Careers Service


Explore your strengths and add to them

Why are skills and behaviours important?

Employers look for more than discipline knowledge and qualifications. If a job needs a particular postgraduate degree, everyone else who will be considered will also have a postgraduate qualification - so your postgraduate degree in itself won't make you stand out.

Beyond your qualifications, employers look for evidence of your skills and behaviours.

What evidence do you have to show your strengths?

  • Review your skills and look for evidence which you could use with employers to demonstrate your strengths. Our Masters/PhD skills evidence form may help.
  • Identify your natural talents - it's easy to overlook these as they are the skills which come so easily to you, you may not even notice you're using them. Ask friends and colleagues what they think you're good at. They may notice things you do which you take for granted.
  • Current and recent University of Manchester postgraduates can access an online personality questionnaire the Type Dynamics Indicator

Add to your skills

Your postgraduate degree is a time to push yourself, to learn about what you are really capable of doing and to extend your range.

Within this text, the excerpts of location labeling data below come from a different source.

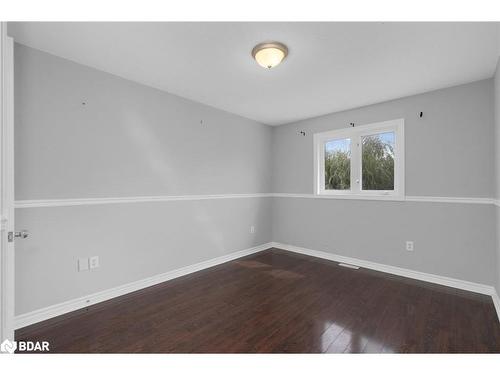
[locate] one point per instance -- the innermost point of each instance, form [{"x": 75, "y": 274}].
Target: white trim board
[
  {"x": 417, "y": 275},
  {"x": 408, "y": 198},
  {"x": 48, "y": 312},
  {"x": 170, "y": 198},
  {"x": 138, "y": 199}
]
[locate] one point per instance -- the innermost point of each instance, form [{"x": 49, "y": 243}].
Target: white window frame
[{"x": 355, "y": 134}]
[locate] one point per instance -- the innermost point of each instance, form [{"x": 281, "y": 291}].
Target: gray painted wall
[
  {"x": 127, "y": 140},
  {"x": 448, "y": 153},
  {"x": 497, "y": 167}
]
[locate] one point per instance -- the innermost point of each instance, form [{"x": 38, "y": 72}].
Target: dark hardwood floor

Use your natural talents as a springboard for developing new strengths

  • For example, if you are naturally personally well organised, offer to help organise an event with others, such as an academic conference or a community event. While you will probably feel confident about the organisational aspects, you may well be tested on your ability to influence and motivate others, take on board others' ideas, and how you deal with loss of total control.

Try something you've never tried before

  • If it's something scary, try and get someone to give you support. You can even give yourself permission to fail. Whether you succeed or not, you'll probably have learnt a lot about yourself. At the very least, you may have given yourself material for a good answer to the interview question: 'Give me an example of when you've failed at something and had to pick yourself up'.

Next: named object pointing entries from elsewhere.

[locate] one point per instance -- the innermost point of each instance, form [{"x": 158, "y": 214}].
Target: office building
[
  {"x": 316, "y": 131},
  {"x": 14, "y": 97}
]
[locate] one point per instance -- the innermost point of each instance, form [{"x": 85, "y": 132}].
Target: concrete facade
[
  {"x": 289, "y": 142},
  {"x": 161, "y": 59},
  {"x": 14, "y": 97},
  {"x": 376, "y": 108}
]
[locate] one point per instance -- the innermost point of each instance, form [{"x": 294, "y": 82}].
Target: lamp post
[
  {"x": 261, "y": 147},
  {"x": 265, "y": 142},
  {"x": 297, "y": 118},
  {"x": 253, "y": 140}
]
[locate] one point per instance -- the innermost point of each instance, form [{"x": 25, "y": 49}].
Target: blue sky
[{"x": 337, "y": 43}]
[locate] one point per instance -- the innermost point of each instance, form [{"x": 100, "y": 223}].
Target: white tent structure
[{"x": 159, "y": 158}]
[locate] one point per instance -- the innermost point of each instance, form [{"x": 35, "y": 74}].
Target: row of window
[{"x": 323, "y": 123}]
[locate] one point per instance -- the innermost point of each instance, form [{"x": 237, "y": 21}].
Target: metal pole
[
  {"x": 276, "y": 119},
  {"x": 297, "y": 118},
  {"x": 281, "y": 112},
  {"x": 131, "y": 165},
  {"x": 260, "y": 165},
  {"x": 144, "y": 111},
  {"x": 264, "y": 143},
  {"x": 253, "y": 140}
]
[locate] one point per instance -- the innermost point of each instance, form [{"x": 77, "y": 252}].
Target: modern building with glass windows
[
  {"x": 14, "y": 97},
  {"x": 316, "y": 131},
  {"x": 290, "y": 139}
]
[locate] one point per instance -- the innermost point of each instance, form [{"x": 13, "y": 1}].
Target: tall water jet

Put a specific target in place

  • What you are going to do, when you are going to do it, how you will know if you've succeeded?

Learn how to improve by attending a training course

  • Don't stop there though; to have any effect, you need to follow any training course up with trying out your new skill or ability. This is important because employers are generally not very impressed by lists of training courses on CVs. They are much more impressed by how you've put your learning into practice.

Find someone who is good at something you want to improve and ask for their advice

  • This might be a mentor but can just as easily be another postgraduate who has a natural strength in something where you are weak. In this case, you might want to offer a swap - how can you help them with something you're good at? If possible, get them to observe you in action and prime them to give you feedback on your performance.
  • Asking for feedback Learn the etiquette of asking for feedback.

Consider trying something unrelated to your research or masters degree

  • This can stop you getting stale. More than that, sometimes concentrating on something other than your research or masters degree, or interacting with people for whom your subject is a mystery, can change your way of thinking and lead to insights into your research or academic problems. It's also good evidence of being able to operate outside a research or university environment, which can be useful in case you opt for a career outside academia.

In particular, if you consider volunteering with a local community organisation, this could help you feel part of Manchester's broader community, beyond the confines of Oxford Road. The University has links to volunteering opportunities.